Chapitre 37
Bonne nouvelle = apéro
Baptiste
La petite main d'Amélie se serre à la mienne comme si elle ne voulait pas tomber à la renverse. Son regard est perdu dans la foule, paniquée au plus haut point. Je la comprends, c'est le moment décisif.
L'homme appelle d'abord les filles minimes sur le podium puis les garçons. Quand un jeune du club du Vent d'Ouest est appelé à la troisième marche du podium, tout le monde de notre club et de celui de Jocelyn se met à hurler dans tous les sens comme si on était dans un stade de football. Les gens autour de nous nous dévisagent, mais les garçons s'en foutent royalement. Ils ont raison. Jocelyn lui donne rapidement sa veste avec le logo du club pour les photos, puis il revient sous les acclamations de ses amis, la médaille de bronze autour du cou.
- Maintenant, on va passer aux espoirs, annonce l'homme dans le micro.
Il appelle d'abord les femmes et bien évidemment, Lola n'est pas sur le podium. La régate l'a totalement bouleversé, mais elle a tenu bon jusqu'à la fin malgré les pleurs. Ses efforts ont payé, elle n'est même pas dernière !

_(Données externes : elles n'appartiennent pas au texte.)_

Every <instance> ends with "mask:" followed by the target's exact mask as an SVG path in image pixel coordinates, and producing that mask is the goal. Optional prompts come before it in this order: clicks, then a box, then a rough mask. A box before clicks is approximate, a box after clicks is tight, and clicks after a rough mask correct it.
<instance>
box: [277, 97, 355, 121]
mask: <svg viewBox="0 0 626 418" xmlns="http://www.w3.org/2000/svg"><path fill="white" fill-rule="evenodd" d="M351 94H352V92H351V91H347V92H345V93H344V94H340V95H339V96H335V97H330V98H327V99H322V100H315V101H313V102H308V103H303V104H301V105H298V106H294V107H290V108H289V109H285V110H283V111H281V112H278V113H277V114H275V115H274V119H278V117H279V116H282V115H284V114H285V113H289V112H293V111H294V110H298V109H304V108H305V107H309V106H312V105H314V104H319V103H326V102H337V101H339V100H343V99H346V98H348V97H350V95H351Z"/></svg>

L'homme appelle maintenant les garçons, et le Théo dont j'ai découvert le prénom hier soir est en deuxième place. Comme pour l'autre, les garçons se mettent à scander son nom comme des sauvages, heureux d'avoir un des leurs sur le podium. La main d'Amélie se resserre dans la mienne en sachant que son tour arrive.
Dans moins de cinq minutes, nous allons enfin savoir si elle est qualifiée.
Un photographe prend la photo du podium, puis c'est le moment.
- Les techno plus, dit l'homme en fouillant ses fiches. D'abord, les femmes.
Amélie est plus pâle que quiconque, j'ai presque peur qu'elle fasse un malaise. Je lâche sa main pour attraper sa taille, mais elle ne relève même pas le nez pour dire quoi que se soit. Elle est fixée sur l'homme qui tient les résultats, pendue à ses lèvres.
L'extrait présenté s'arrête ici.